Parmi les anecdotes qu’il a vécues, Michel D’Hooghe aime raconter celle d’octobre 93, à Belgique-Tchécoslovaquie, décisif pour le Mondial 94. Le Roi Albert II était assis entre le Premier ministre Jean-Luc Dehaene et le président D’Hooghe. Après le repos, les Tchécoslovaques firent monter la pression, et Philippe Albert reçut un carton rouge. Dehaene, bon connaisseur de foot, se leva de son siège, et cria: « Nom de Dieu, Albert, comment est-ce possible? ». Sur quoi le Roi tourna la tête et sourit: « C’est à moi que tu parles Jean-Luc? »

Tous ces souvenirs, Michel D’Hooghe les évoque, avec force détails, dans son récent livre Mais où est donc passé le ballon? Pourquoi ce titre? Parce que l’ex-président s’est rendu compte, tout au long de sa carrière, que les thèmes à aborder dans le foot d’aujourd’hui sont si nombreux (marketing, médias, contrôles anti-dopage, agents de joueurs, règlements des transferts, clauses d’assurance, etc) que le ballon s’y perd parfois. Réaliste constat.

Mais le réalisme du foot belge est, heureusement, aussi dans l’humain. A preuve, la Fondation Casa Hogar, une institution qui aide les enfants « perdus » de Toluca, une ville industrielle à 70 kms de Mexico, où les Diables Rouges résidaient pendant le Mondial 86. Un matin, le président D’Hooghe, le capitaine Jan Ceulemans et Eric Gerets décidèrent d’effectuer une courte promenade. Harcelés par des dizaines de petits malheureux, les trois hommes se questionnèrent: comment leur venir en aide de manière permanente?

« Jan et Eric ont proposé à leurs coéquipiers de céder une petite partie de leur prime, et pour ma part, je devais convaincre la fédération de financer intégralement l’action », se souvient l’ex-président. « Ces deux conditions ont été assez rapidement remplies.
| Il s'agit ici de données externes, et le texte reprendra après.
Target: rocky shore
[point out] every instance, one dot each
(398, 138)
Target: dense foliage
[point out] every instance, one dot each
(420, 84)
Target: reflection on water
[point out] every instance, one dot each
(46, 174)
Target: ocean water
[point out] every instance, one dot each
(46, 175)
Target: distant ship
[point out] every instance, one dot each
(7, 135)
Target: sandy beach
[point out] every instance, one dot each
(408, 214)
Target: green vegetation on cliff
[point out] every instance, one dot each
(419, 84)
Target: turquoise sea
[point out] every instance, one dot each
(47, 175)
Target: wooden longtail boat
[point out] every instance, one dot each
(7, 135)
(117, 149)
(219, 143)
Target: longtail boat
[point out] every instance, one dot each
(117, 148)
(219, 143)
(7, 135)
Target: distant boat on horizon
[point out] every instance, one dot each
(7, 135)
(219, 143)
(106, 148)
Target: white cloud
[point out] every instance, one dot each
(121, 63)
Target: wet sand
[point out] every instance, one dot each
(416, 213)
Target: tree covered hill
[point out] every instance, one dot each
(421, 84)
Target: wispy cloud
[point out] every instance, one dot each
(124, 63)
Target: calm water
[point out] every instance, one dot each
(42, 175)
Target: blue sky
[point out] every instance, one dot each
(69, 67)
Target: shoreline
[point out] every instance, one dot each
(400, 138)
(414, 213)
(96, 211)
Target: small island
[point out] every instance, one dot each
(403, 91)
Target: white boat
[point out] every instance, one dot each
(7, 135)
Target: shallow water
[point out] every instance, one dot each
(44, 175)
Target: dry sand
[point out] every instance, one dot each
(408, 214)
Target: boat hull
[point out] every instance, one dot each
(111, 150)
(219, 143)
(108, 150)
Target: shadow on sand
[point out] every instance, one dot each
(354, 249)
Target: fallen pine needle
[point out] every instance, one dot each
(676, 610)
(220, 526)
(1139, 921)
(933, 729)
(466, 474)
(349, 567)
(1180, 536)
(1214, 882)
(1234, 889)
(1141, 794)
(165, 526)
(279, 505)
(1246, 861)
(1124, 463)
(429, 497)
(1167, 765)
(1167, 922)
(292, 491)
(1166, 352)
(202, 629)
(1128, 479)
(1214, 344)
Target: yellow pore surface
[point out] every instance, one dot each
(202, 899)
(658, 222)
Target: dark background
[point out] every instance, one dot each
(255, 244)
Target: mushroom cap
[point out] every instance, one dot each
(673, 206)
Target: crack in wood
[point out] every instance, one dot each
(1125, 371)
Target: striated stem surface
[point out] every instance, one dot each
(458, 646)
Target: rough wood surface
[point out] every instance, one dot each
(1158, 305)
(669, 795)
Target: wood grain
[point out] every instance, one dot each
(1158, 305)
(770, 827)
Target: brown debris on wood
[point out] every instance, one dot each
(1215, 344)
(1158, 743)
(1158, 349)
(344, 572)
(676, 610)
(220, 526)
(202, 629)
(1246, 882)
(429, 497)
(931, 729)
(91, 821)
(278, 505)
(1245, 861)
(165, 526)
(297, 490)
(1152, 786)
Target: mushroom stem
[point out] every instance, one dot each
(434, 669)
Avec l’aide de Ramon Martinez, directeur de l’hôtel Del Rey, fut ainsi créée l’ Accion Casa Hogar-Diablos Rojos. Une maison fut trouvée, où sont hébergés aujourd’hui une trentaine d’enfants, et au fil des ans, trois bibliothèques furent créées. Vingt-six entreprises apportent un soutien financier. Ramon s’est rendu dans une station de métro de Toluca où il a accosté un garçon des rues, un gamin de 8 ans qui vivait dans un monde d’agressivité et de méfiance. Ramon a eu toutes les peines du monde à gagner la confiance du petit garçon, et Benito est devenu le premier gosse à trouver un foyer à la Casa Hogar… Lorsque les premiers enfants sont entrés dans leur chambre, ils n’ont pas grimpé sur le lit: ils se sont glissés en dessous. La plupart d’entre eux n’avaient jamais dormi dans un lit ».